Companies are starting to realize that inviting people in helps them meet new customers and establish friendships that can be beneficial. Leaders who use social media sites will find that they not only connect with potential clients but they will also bond with their employees to create a sense of an external or internal community as we mentioned earlier.

But there are challenges to social media. First, for the use of social media to be successful it has to be constant and attractive. The language that we use in our corporate daily life is not the short-handed language that we see on Twitter. The language that’s most successful on blogs is not one made up of bureaucratic details that we often become obsessed with in the workplace. The exposure we achieve on Facebook is different than the exposure we achieve on a static website. For social media to be successful it has to be continuous. Blogs and social media profiles demand constant attention. They can become “feed-me Seymour” terrors of our daily lives demanding more and more time. So before considering using social media ask yourself whether you are willing to engage in the short-handed dramaturgical language that this modality demands and whether you are willing to constantly update your social media profiles.

You should also keep in mind that once you invite people in, like The Man Who Came to Dinner, they’ll hang around and there is no easy way to ask them to leave. I’m reminded of a friend of mine who once invited a group of us to dinner and as we got more and more into the discussion, he simply retreated to his bedroom upstairs having dimmed the lights in the living and dining rooms and asking his guests to let themselves out. Social media requires that you entertain and engage your guests.

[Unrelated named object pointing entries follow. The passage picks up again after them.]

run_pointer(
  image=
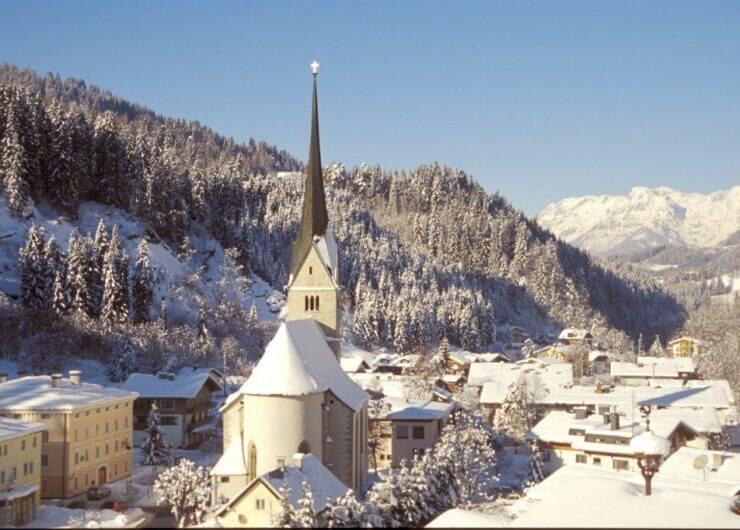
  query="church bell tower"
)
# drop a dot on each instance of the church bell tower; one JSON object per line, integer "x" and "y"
{"x": 313, "y": 285}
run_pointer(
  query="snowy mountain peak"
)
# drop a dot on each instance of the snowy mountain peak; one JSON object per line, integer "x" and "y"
{"x": 644, "y": 218}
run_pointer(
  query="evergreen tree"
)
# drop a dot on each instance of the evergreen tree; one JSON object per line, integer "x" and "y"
{"x": 511, "y": 420}
{"x": 143, "y": 284}
{"x": 125, "y": 360}
{"x": 155, "y": 449}
{"x": 34, "y": 271}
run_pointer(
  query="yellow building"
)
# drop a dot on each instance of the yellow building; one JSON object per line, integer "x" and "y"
{"x": 20, "y": 470}
{"x": 90, "y": 430}
{"x": 684, "y": 347}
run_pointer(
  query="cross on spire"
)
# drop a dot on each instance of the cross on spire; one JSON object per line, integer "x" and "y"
{"x": 314, "y": 218}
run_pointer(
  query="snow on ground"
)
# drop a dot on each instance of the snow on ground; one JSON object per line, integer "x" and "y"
{"x": 57, "y": 517}
{"x": 583, "y": 496}
{"x": 183, "y": 304}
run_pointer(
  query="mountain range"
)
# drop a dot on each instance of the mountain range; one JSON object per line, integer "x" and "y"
{"x": 645, "y": 218}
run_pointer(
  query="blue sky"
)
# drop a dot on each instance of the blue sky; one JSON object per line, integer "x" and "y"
{"x": 538, "y": 100}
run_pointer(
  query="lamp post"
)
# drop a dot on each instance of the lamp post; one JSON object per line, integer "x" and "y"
{"x": 650, "y": 449}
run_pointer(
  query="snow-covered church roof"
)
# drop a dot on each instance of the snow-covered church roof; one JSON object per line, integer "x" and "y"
{"x": 297, "y": 362}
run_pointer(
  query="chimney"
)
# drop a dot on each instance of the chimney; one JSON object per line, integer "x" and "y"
{"x": 614, "y": 420}
{"x": 75, "y": 377}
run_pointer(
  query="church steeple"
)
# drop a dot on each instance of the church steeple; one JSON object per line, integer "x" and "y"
{"x": 314, "y": 218}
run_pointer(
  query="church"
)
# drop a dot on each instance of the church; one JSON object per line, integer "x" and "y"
{"x": 298, "y": 401}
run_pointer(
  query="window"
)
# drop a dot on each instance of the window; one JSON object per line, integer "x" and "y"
{"x": 620, "y": 465}
{"x": 402, "y": 431}
{"x": 252, "y": 462}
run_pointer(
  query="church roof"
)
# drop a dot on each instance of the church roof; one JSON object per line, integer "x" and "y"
{"x": 297, "y": 362}
{"x": 314, "y": 218}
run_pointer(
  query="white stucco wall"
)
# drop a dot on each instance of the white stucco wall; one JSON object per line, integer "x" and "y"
{"x": 278, "y": 424}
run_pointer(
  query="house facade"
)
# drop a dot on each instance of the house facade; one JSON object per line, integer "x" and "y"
{"x": 90, "y": 430}
{"x": 20, "y": 470}
{"x": 184, "y": 403}
{"x": 684, "y": 347}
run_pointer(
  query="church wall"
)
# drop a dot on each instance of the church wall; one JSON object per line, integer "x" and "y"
{"x": 278, "y": 424}
{"x": 313, "y": 279}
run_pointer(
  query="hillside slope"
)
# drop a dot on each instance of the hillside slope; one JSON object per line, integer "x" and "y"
{"x": 644, "y": 218}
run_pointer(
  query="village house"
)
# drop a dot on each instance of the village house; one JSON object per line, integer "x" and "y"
{"x": 409, "y": 428}
{"x": 684, "y": 347}
{"x": 257, "y": 504}
{"x": 20, "y": 470}
{"x": 90, "y": 429}
{"x": 601, "y": 439}
{"x": 576, "y": 336}
{"x": 184, "y": 403}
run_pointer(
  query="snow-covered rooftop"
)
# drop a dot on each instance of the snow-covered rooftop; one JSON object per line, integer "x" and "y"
{"x": 185, "y": 384}
{"x": 37, "y": 393}
{"x": 298, "y": 361}
{"x": 653, "y": 367}
{"x": 588, "y": 496}
{"x": 503, "y": 374}
{"x": 711, "y": 394}
{"x": 417, "y": 410}
{"x": 10, "y": 428}
{"x": 232, "y": 461}
{"x": 304, "y": 468}
{"x": 459, "y": 518}
{"x": 574, "y": 334}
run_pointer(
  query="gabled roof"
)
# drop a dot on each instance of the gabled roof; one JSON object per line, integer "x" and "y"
{"x": 325, "y": 486}
{"x": 297, "y": 362}
{"x": 183, "y": 385}
{"x": 232, "y": 461}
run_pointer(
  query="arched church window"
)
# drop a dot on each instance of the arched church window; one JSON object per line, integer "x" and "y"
{"x": 251, "y": 461}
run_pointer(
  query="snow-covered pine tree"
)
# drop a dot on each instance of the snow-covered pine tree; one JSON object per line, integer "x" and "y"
{"x": 305, "y": 514}
{"x": 186, "y": 488}
{"x": 125, "y": 359}
{"x": 61, "y": 295}
{"x": 14, "y": 163}
{"x": 511, "y": 419}
{"x": 143, "y": 284}
{"x": 116, "y": 290}
{"x": 34, "y": 271}
{"x": 154, "y": 447}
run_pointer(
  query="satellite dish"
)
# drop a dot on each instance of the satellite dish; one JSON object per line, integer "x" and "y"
{"x": 700, "y": 462}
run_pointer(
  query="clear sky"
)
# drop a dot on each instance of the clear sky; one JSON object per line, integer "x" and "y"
{"x": 537, "y": 100}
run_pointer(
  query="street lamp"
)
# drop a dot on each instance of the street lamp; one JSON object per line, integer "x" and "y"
{"x": 650, "y": 449}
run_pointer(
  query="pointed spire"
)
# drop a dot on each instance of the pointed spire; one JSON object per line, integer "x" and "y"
{"x": 314, "y": 218}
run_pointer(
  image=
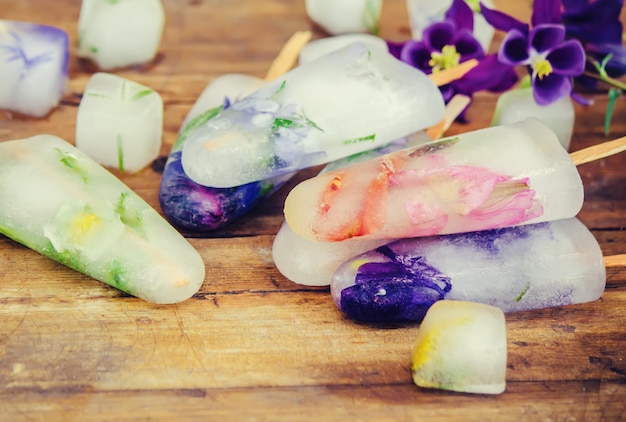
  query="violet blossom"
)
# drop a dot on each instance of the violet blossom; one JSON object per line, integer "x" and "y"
{"x": 448, "y": 43}
{"x": 552, "y": 60}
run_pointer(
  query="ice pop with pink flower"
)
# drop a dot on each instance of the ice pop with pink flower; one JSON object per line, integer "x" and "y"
{"x": 491, "y": 178}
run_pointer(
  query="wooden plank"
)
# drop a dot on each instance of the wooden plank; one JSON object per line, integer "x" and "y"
{"x": 251, "y": 345}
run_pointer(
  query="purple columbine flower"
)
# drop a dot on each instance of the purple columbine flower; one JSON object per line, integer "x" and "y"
{"x": 450, "y": 42}
{"x": 552, "y": 61}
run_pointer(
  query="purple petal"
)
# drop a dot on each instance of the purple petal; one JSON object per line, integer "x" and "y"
{"x": 417, "y": 54}
{"x": 574, "y": 5}
{"x": 568, "y": 58}
{"x": 550, "y": 88}
{"x": 514, "y": 49}
{"x": 502, "y": 21}
{"x": 610, "y": 32}
{"x": 461, "y": 14}
{"x": 468, "y": 46}
{"x": 546, "y": 12}
{"x": 546, "y": 37}
{"x": 489, "y": 75}
{"x": 438, "y": 35}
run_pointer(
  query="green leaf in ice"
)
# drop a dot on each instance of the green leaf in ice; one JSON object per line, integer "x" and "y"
{"x": 368, "y": 138}
{"x": 73, "y": 163}
{"x": 129, "y": 215}
{"x": 195, "y": 123}
{"x": 116, "y": 276}
{"x": 120, "y": 152}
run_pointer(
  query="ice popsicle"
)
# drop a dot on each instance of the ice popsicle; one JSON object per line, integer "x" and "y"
{"x": 57, "y": 201}
{"x": 313, "y": 263}
{"x": 517, "y": 268}
{"x": 490, "y": 178}
{"x": 346, "y": 102}
{"x": 197, "y": 208}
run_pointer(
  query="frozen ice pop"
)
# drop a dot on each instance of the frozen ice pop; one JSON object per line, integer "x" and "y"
{"x": 59, "y": 202}
{"x": 490, "y": 178}
{"x": 346, "y": 102}
{"x": 313, "y": 263}
{"x": 198, "y": 208}
{"x": 517, "y": 268}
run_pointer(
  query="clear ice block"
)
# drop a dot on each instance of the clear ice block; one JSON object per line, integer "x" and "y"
{"x": 313, "y": 263}
{"x": 33, "y": 67}
{"x": 345, "y": 16}
{"x": 320, "y": 47}
{"x": 196, "y": 208}
{"x": 57, "y": 201}
{"x": 461, "y": 346}
{"x": 344, "y": 103}
{"x": 516, "y": 269}
{"x": 496, "y": 177}
{"x": 519, "y": 104}
{"x": 120, "y": 33}
{"x": 119, "y": 122}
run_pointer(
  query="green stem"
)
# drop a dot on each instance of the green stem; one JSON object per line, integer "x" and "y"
{"x": 608, "y": 80}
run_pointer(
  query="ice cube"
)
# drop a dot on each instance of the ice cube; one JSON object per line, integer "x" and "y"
{"x": 461, "y": 346}
{"x": 119, "y": 122}
{"x": 33, "y": 64}
{"x": 115, "y": 33}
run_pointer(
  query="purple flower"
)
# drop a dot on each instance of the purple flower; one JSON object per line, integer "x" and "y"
{"x": 552, "y": 61}
{"x": 446, "y": 44}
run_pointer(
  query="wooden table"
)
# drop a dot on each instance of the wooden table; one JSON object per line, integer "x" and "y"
{"x": 251, "y": 345}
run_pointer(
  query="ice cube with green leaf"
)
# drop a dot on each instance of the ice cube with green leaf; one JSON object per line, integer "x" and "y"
{"x": 120, "y": 33}
{"x": 59, "y": 202}
{"x": 119, "y": 122}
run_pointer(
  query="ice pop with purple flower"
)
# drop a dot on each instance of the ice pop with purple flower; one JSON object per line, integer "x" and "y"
{"x": 33, "y": 64}
{"x": 346, "y": 102}
{"x": 517, "y": 268}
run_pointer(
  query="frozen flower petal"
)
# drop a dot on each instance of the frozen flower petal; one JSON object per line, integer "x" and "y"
{"x": 514, "y": 49}
{"x": 462, "y": 15}
{"x": 438, "y": 35}
{"x": 545, "y": 37}
{"x": 568, "y": 58}
{"x": 550, "y": 88}
{"x": 546, "y": 12}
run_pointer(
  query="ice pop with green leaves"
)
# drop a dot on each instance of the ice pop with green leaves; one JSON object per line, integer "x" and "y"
{"x": 59, "y": 202}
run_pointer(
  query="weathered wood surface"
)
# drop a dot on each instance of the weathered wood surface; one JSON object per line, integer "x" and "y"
{"x": 251, "y": 345}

The bottom line is social media has created a new (and free) way for people and businesses to become transparent. Social media exposure can create bonds between customers and within your organization but you may also forfeit aspects of your privacy and put your company’s reputation at stake. In other words, social media is a new, easy, way to find friends but like in real life, friendships require time, understanding, honesty, and the occasional birthday card.  You have to ask yourself if the investment is worth the new friends. Leaders in organizations must ask themselves to what degree they want to use the new social media to invite people in. The challenge for many leaders in today’s world is how much social media exposure do they want for their organization.